Per avere un’idea dell’ordine di grandezza della sovrastima del numero dei poveri, abbiamo usato l’indagine della Banca d’Italia. Questa analisi ha evidenziato che le differenze fra i due numeri (poveri assoluti e percettori del reddito) sono molto rilevanti. In parte sono dovute a distorsioni nel disegno del Reddito di Cittadinanza: il Reddito di Cittadinanza include infatti persone che non sono povere in base al criterio Istat – tipicamente, un single che vive in un piccolo centro nel Sud – ed esclude persone che, in base allo stesso criterio, sono invece povere – tipicamente, stranieri e famiglie numerose nei grandi centri del Nord.

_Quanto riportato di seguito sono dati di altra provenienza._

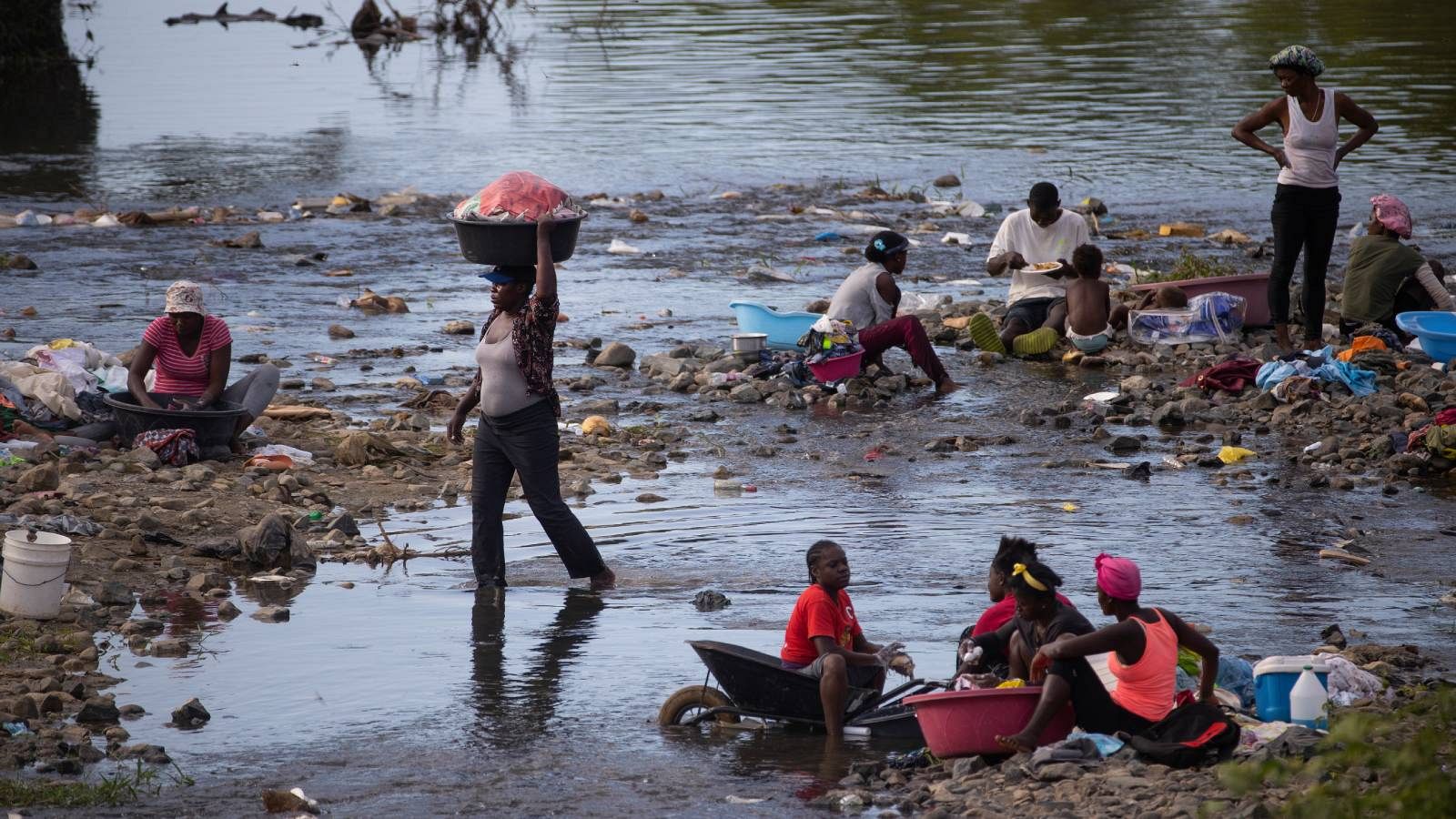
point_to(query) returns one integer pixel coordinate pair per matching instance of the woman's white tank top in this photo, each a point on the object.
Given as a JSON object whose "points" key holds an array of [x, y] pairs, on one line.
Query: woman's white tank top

Utilizzando l’indagine Banca d’Italia sui bilanci delle famiglie, riusciamo a fare una stima di questi due gruppi di famiglie (i “poveri esclusi” dal reddito e i “non poveri” che invece sono inclusi) e troviamo che i primi sono molto più numerosi, circa il doppio, dei secondi. Abbiamo per questo corretto i dati del Reddito di Cittadinanza, giungendo alla conclusione che i poveri sono molti di più dei percettori del reddito, ma meno dei 5 milioni censiti dall’Istat. In particolare, la nostra stima colloca il numero di poveri, inclusi gli stranieri residenti, fra i 3,6 e i 4,3 milioni di individui. Di questi, gli italiani poveri sono fra 2,5 e 3 milioni. Dato che il Reddito di Cittadinanza ha dei criteri molto restrittivi per gli stranieri, non stupisce che i percettori del sussidio siano solo 2,4 milioni di individui.

Nell’effettuare questa analisi abbiamo preso in considerazione la nozione di povertà assoluta utilizzata dall’Istat che considera come “necessari” beni quali “Acquisto telefono cellulare”, “Giocattoli, giochi e videogiochi”, “Libri non scolastici” e “Totocalcio, lotto e altri concorsi”. Si tratta di beni che vanno presi in considerazione in un paese ricco come è l’Italia. Abbiamo però avvisato il lettore che la terminologia “povertà assoluta” può trarre in inganno. Essa non ha nulla a che fare con la soglia di povertà estrema definita dalla Banca Mondiale a 1,9 dollari al giorno, 57 al mese. Sotto questa soglia si trova quasi un miliardo di persone nel mondo e quasi nessuna in Italia.